終わりなき戦に花束を
小雪の後を追い、雑貨屋へ入った翡翠。

が、入ったのはいいものの、何から見ればいいのかわからずオドオドする。

取り敢えず近くから順に見ていくが、櫛や簪にあまり興味がない翡翠は
ただ流れ作業のように見るだけだ。

しばらくして、小雪が翡翠を呼ぶ声が聞こえた。

「あ、翠ちゃん!こっちー」

「あ、はいッ…」

小雪が手招きする方へ行くと、小雪は手に何かを持っていた。

「えっと…これは…」

「おそろいの髪飾り。翠ちゃんも私も髪長いから結わえる時につけられるでしょ?」

髪を結わえる紐に、桃色の蝶の形の飾りがついたそれ。

いたってシンプルだったが、翡翠はとても綺麗に見えた。

「他のも見る?」

小雪が言うと、翡翠は首を横に振った。

「これでいいです。

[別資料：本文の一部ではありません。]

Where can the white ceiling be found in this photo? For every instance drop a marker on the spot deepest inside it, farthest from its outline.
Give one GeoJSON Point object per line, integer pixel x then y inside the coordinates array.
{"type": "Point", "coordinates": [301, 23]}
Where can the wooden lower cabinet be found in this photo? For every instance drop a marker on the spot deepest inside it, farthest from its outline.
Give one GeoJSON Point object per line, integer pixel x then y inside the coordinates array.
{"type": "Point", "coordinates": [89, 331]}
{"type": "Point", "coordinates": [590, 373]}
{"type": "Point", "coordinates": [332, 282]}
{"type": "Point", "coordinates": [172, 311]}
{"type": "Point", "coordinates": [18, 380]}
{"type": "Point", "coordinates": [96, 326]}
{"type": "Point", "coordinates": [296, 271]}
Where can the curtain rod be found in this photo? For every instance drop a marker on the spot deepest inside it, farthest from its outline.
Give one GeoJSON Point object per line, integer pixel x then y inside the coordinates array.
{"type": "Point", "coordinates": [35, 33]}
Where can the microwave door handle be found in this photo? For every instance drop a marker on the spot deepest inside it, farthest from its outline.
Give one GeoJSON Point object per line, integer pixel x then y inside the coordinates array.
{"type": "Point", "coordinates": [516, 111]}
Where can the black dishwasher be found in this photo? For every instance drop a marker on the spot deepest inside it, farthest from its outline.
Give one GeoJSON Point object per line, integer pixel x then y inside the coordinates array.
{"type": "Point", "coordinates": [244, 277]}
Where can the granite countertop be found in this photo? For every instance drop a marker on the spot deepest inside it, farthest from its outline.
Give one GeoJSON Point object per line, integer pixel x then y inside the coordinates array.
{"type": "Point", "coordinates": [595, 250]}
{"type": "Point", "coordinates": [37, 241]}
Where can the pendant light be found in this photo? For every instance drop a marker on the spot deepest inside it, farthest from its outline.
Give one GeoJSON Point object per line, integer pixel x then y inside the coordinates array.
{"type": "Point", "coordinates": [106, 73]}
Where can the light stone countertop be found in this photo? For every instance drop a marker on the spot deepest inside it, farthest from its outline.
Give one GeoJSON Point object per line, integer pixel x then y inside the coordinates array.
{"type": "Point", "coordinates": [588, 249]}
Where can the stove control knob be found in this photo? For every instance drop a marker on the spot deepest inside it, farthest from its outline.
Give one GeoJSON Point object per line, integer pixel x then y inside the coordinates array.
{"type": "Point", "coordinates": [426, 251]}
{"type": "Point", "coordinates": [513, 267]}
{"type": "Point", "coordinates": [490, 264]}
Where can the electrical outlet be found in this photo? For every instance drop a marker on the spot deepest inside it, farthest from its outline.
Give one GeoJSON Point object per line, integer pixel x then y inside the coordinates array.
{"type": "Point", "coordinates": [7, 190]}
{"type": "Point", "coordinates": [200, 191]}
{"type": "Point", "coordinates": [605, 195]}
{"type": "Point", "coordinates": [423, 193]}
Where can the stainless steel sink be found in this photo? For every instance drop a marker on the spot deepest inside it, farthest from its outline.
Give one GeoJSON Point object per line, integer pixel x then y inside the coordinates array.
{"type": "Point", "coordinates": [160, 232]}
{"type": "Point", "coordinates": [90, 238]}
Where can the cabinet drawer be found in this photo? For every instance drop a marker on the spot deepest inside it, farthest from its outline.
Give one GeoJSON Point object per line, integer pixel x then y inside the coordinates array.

…これが、いいです。」

「!…うん!じゃあこれは私からの贈り物として翠ちゃんに買うよ。」

「え、でも…」

「私と翡翠ちゃんの友情の証!ってことで、ね?」

「あ、ありがとうございます…」

友情、という言葉の響きが嬉しくなり、翡翠は少し微笑んだ。